Our results showed that 14.6% (27 samples) of the 184 cases with negative real-time PCR test results were positive with nested PCR using the Orf1ab primer set. Among the 27 samples, seven (3.8%) cases were positive with the N primer set, and four (2.1%) cases were positive using the RdRp primer set. These results indicated a 14.6% false negative in real-time PCR results of the Pishtaz Teb SARS-CoV-2 detection kit. Our results are in line with the results from Davda et al.'s study. They reported 13% false-negative among samples with negative real-time PCR results (17). Also, Wang et al. reported 14 positive real-time PCR results among 156 samples (8.97%) with negative real-time PCR results (9). The difference between the results can be because of differences in real-time PCR kit sensitivity, PCR instrument detection sensitivity, and region of viral genome targeting to primer design.
Wang et al. (9), in their study, used a Sansure qPCR kit for virus detection.
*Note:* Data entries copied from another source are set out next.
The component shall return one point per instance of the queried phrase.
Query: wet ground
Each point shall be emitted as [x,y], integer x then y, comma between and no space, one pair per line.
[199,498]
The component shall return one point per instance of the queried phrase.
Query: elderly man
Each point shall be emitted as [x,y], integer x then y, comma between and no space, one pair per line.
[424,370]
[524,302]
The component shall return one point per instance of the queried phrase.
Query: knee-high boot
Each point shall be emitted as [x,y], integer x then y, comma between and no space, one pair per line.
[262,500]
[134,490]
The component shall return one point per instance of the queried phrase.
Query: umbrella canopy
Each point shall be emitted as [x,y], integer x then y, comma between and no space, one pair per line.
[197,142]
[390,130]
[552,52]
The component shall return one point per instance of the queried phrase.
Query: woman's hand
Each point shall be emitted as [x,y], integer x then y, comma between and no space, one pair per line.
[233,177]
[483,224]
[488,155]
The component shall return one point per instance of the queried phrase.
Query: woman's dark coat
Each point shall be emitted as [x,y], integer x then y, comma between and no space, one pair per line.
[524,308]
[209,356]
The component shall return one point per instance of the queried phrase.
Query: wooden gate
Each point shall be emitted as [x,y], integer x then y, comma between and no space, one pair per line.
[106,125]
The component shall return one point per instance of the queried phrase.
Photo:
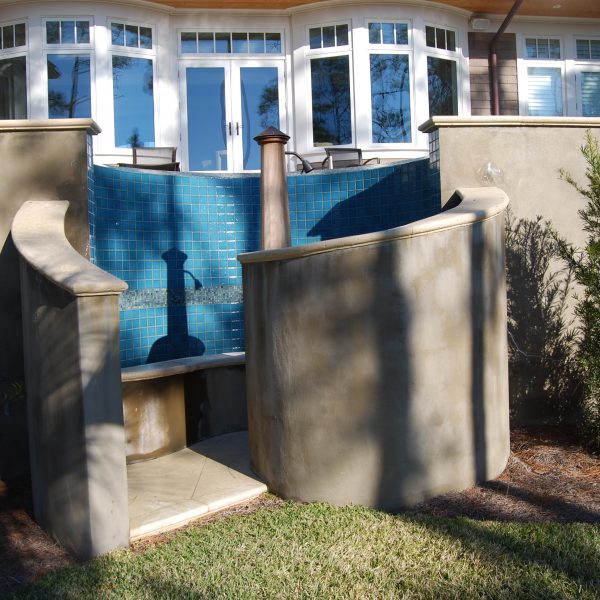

In this kit, Orf1ab and N regions were targeted for primer design, but in the Pishtaz Teb real-time PCR kit used in this study, RdRp and N genes were targeted for primer design and detection. Some studies revealed that Orf1ab was a better choice than RdRp for primer design and indicated a better positivity rate, which is in line with our results (18). These results reveal that nested PCR can be a good alternative to real-time PCR because it can be up to 10 times more sensitive than PCR (9). The most significant negative aspect of the nested PCR technique is the risk of contamination. Other studies resolved this problem using a single tube real-time nested PCR (19-21). These approaches can decrease the false-negative rate of SARS-CoV-2 detection, thereby decreasing the transmission rate. Sample size, use of only three genes for virus detection, and sequencing could be mentioned as limitations of the study. Sequencing could be considered to detect possible point mutations, insertion, and deletions affecting PCR kit detection.
5. Conclusions
RT-nested PCR can be more sensitive than real-time PCR and reduce the false-negative rate.